Tuesday, July 5, 2011

State Farm Not There

About two weeks ago, our town was hit by a storm that brought high winds and a class F1 tornado. Fortunately, no-one was injured, but a huge Pine tree that shaded our back yard was uprooted and landed on our house. To make things worse, we were without power for a few days until Com Ed got its act together, but more about that later. Surely, you must have heard the branding jingle that plays during all of State Farm's TV commercials, you know the one – "and like a good neighbor, State Farm is there". You've probably heard it a million times. Then, they show you how the agent magically arrives on the scene with a poof and a wish. In reality, nothing could be further from the truth. I didn't hear from my agent until three days later, and I had to make several calls before I got through to the Catastrophic Claims Center in Jacksonville, FL. After a 45 minute wait on the phone listening to their stupid jingle, I finally got  through. The southern gentlemen who fielded my call explained what I should do to get the tree removed and what State Farm's limits typically were for a situation like mine. Although he was pleasant and knowledgeable, he did complain that they were working seven days a week, 10 to 12 hours a day. As a member of the ranks of the unemployed, I felt no sympathy for his cause.

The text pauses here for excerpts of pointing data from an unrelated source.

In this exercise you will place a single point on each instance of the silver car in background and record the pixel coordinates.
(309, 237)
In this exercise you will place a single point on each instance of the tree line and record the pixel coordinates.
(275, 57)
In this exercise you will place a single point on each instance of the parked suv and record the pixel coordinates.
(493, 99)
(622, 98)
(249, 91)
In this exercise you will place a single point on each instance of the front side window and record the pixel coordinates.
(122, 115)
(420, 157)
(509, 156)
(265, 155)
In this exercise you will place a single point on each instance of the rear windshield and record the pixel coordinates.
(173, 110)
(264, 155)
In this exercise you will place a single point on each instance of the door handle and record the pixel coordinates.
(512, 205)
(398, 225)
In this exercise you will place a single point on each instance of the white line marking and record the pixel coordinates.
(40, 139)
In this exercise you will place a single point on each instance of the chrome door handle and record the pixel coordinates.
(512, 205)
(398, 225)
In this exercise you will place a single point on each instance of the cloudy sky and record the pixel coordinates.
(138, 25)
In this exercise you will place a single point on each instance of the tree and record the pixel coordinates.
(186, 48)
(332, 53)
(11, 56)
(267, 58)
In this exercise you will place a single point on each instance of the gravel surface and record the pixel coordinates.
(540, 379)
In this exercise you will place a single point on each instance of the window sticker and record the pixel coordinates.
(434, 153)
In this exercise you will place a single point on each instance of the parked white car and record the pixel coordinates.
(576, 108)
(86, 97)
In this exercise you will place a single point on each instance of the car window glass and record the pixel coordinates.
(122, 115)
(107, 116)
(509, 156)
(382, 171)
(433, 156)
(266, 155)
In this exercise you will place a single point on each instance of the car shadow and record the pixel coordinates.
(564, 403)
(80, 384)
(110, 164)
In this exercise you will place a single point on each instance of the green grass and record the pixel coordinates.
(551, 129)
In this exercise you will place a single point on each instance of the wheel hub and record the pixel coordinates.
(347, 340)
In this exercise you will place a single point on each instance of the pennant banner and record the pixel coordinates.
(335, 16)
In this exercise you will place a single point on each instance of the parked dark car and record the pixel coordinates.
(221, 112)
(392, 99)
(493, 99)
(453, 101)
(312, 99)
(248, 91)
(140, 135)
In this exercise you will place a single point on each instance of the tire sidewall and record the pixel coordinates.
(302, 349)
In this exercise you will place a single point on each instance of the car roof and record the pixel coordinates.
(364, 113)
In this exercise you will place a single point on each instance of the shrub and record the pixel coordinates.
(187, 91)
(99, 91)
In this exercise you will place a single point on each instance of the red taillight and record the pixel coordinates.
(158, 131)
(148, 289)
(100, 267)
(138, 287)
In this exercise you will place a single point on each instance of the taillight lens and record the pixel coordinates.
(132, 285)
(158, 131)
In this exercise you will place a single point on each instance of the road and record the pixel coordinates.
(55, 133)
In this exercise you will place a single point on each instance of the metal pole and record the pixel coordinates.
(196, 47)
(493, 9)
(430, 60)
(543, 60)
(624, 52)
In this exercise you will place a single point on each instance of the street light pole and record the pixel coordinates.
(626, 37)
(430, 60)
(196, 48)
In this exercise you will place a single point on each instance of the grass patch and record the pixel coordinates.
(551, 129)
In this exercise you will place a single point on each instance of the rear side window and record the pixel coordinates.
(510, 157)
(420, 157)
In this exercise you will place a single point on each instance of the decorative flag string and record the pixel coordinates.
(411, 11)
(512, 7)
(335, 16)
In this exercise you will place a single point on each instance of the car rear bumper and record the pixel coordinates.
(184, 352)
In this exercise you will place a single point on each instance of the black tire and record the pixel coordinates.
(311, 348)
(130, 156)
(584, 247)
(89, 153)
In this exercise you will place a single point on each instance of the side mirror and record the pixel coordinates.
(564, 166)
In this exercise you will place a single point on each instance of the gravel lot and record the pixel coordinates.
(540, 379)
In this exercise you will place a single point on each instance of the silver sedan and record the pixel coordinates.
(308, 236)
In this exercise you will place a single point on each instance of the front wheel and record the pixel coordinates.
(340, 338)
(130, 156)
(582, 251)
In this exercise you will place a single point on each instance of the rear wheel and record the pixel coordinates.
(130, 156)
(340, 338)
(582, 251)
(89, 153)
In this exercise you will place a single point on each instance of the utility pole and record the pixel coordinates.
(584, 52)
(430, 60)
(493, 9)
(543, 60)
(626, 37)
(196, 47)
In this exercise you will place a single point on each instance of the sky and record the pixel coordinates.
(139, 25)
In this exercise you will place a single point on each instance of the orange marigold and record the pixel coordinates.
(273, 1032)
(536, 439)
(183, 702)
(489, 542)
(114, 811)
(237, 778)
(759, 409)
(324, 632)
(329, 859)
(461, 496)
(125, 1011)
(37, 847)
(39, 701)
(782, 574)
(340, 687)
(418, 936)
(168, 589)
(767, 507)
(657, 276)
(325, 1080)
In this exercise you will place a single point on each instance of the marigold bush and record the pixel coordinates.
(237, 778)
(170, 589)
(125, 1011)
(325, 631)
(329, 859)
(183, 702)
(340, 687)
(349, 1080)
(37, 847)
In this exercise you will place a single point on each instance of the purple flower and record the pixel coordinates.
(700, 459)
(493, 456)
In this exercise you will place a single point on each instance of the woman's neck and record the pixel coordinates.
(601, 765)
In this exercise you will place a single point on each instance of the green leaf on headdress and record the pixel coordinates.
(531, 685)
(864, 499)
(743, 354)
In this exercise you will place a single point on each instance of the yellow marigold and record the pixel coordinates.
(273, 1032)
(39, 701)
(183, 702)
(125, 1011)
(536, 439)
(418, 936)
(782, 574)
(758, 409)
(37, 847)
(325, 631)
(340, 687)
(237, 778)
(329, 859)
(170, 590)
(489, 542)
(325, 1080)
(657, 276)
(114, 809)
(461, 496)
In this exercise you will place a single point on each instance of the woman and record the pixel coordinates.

  But it gets better. After going into my agent's office and telling him that I had not yet received a call from my adjuster, he promised to get on it right away for me. A short while later, I received a voice mail from my agent giving me the adjuster's name and phone number and he assured me that I would be receiving  a phone call from my adjuster shortly. The rest of the afternoon elapsed with no call from the adjuster. Finally, I called him that evening and was of course, directed to his voice mail. I did not hear back from the adjuster until almost a week after the storm, and when he did call back, he was less than enthusiastic about handling my claim. He took the necessary information with the demeanor of a robot, and then he informed me that State Farm doesn't cover Pine trees. What? RU kidding? We also had some damage to our roof and siding that I told him about. His response was the same. As we wrapped up our conversation, he told me that the earliest he could come out to assess the damage was July 20th. I thought he was joking but he was not. When I asked him if there was any possibility that he could come sooner, he said only if he had a cancellation. I told him that State Farm should hire more adjusters. He told me that they had thousands of adjusters in the field and that he had already made 97 phone calls that day. Not my problem I thought, but there was little I could do at that point other than to accept his schedule. 
  In short, the whole thing has left me with a bad taste in my mouth and no warm feelings toward State Farm. And Com Ed, the local power company wasn't much better. My neighbor still has a downed line in her yard, yet they restored power to her any way. So much for safety. All in all we survived, but it was in no way in part due to State Farm's rapid response they so often tout on TV. Here's a novel idea. Instead of spending millions on TV campaigns and PR, why not take that money and hire more adjusters and claims reps so they can actually deliver the kind of service they promise. And this whole incident underscores what is wrong with American business today. Put simply, the management just doesn't care. As long as the good old boys in the board room at State Farm get their million dollar bonuses, they don't really give a shit about their policy holders, and that's how I see it. And State Farm is supposed to be one of the most trusted names in the insurance industry. 
Can you imagine how they would respond to a hurricane or an earthquake? Let's hope we never have to find out.